The ESPC's position is that any real increases to child tax benefits should be to the basic benefit, with indexing only of the NCBS portion, that is, the supplement, in future years. This avoids creating a poverty wall caused by the already steep phase-out rates of NCBS benefits as family income rises.
We propose that benefit reduction rates remain the same as those currently existing. Applying the real increases in child tax benefits to the basic benefit will also assist more Canadian families with the costs of raising children, thereby helping to offset the loss of the non-refundable child tax credit. Currently, child tax benefits are fully phased out at $107,000 of net family income. Under our proposal, by July 2014, child tax benefits will only be fully phased out above $200,000 of net family income.
The universality of the universal child care benefit should be retained as it provides extra support to younger families with children of preschool age, who incur extra child care costs compared to parents of school-aged children. The UCCB also replaced the supplement for children under age seven that existed prior to July 2006; however, the UCCB should be non-taxable, indexed, and better integrated with the child tax benefit system.

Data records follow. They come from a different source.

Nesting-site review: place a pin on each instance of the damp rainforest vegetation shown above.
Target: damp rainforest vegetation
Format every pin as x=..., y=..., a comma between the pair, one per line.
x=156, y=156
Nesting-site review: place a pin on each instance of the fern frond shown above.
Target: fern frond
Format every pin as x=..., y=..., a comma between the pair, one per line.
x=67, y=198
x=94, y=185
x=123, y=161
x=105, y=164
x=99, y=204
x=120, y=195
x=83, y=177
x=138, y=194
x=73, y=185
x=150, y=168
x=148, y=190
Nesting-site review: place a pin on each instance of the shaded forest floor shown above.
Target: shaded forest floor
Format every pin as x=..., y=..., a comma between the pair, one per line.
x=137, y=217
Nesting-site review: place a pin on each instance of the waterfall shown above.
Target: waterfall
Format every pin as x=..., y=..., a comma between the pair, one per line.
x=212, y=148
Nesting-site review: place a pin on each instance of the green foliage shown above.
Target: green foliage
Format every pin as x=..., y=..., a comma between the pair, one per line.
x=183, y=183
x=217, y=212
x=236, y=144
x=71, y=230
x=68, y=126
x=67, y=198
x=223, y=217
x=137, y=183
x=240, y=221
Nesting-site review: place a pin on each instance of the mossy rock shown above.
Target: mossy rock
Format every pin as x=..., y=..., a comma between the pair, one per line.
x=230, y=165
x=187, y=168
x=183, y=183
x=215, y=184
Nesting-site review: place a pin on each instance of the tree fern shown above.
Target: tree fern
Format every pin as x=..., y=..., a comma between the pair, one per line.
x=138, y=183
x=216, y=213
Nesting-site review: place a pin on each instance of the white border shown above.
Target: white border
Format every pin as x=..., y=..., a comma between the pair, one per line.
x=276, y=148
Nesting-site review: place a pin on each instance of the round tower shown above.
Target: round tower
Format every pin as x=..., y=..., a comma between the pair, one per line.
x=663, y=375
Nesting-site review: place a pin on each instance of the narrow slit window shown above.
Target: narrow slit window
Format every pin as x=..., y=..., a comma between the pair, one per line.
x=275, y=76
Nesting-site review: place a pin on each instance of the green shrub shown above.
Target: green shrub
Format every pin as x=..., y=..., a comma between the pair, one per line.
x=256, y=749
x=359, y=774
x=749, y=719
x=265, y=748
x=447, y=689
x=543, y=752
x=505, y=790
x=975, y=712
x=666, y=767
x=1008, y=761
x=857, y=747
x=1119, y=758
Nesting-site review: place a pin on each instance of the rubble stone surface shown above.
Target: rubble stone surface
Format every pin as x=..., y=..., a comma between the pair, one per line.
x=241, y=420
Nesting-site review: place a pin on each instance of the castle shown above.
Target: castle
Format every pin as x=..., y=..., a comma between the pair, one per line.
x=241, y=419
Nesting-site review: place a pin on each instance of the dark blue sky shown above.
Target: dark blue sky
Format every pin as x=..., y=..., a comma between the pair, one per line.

The effect and estimated additional cost of these recommended changes is summarized on the table on page 4 of the written brief that I have presented. Also, phasing in benefits over five budget years recognizes the constraints the current economic recession is placing on government expenditures. As the economy recovers, the federal government will have increasing fiscal capacity to make these investments in Canada's children.
We estimate that this single measure of enhancing child tax benefits, once fully implemented, could lift at least one in five Canadian children out of poverty.
While I recognize that this is a little bit of a technical presentation, I'd be pleased to answer any questions you may have.